A Galway farmer has received a €3,000 fine for destroying 755m of hedgerows and 0.7 acres of scrub woodland, at Nenagh District Court on Thursday 9 September.
Anthony Ryan, Derryhiney, Portumna, Co Galway, pleaded guilty to two offences under the Wildlife Act.
The offences took place on lands at Redwood, Lorrha, Co Tipperary, between 19 and 26 May 2020.
The case was taken by the National Parks & Wildlife Service (NPWS).
NPWS district conservation officer Áine Lynch told Judge Elizabeth McGrath that on 26 May 2020, the NPWS arrived in Redwood to investigate a complaint.
They uncovered evidence that 755m of hedgerows and 0.7 acres of scrub woodland had been cut and grubbed at.
The court was shown photographs showing large piles of vegetation and mature trees grubbed out by the roots.

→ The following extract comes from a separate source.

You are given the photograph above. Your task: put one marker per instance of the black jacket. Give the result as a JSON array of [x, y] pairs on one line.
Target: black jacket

Lynch told the court that this work had been carried out at the height of the bird nesting season when breeding birds were at their most vulnerable.
The court heard that the hedgerows on site were mature and species-rich and would have provided nesting opportunities for a range of bird species.
The court was also told that while hedgerows were important for nesting birds, they were also home to a range of other species from mammals to invertebrates and that this work would have caused severe disturbance.
In relation to the scrub woodland, Lynch told the court that such habitats were also important and provided a home for other species, such as long eared owl, and that “when they were gone, they were gone”.
In conclusion, the judge told Mr Ryan that, as a farmer, he should be fully aware of the bird nesting season.
Judge McGrath said that Section 40 is not a bureaucratic law, it exists to protect birds and their habitat. The habitat that Mr Ryan removed has been lost forever and cannot be replaced.
Judge McGrath convicted Mr Ryan and imposed a total fine of €3,000 for the two offences.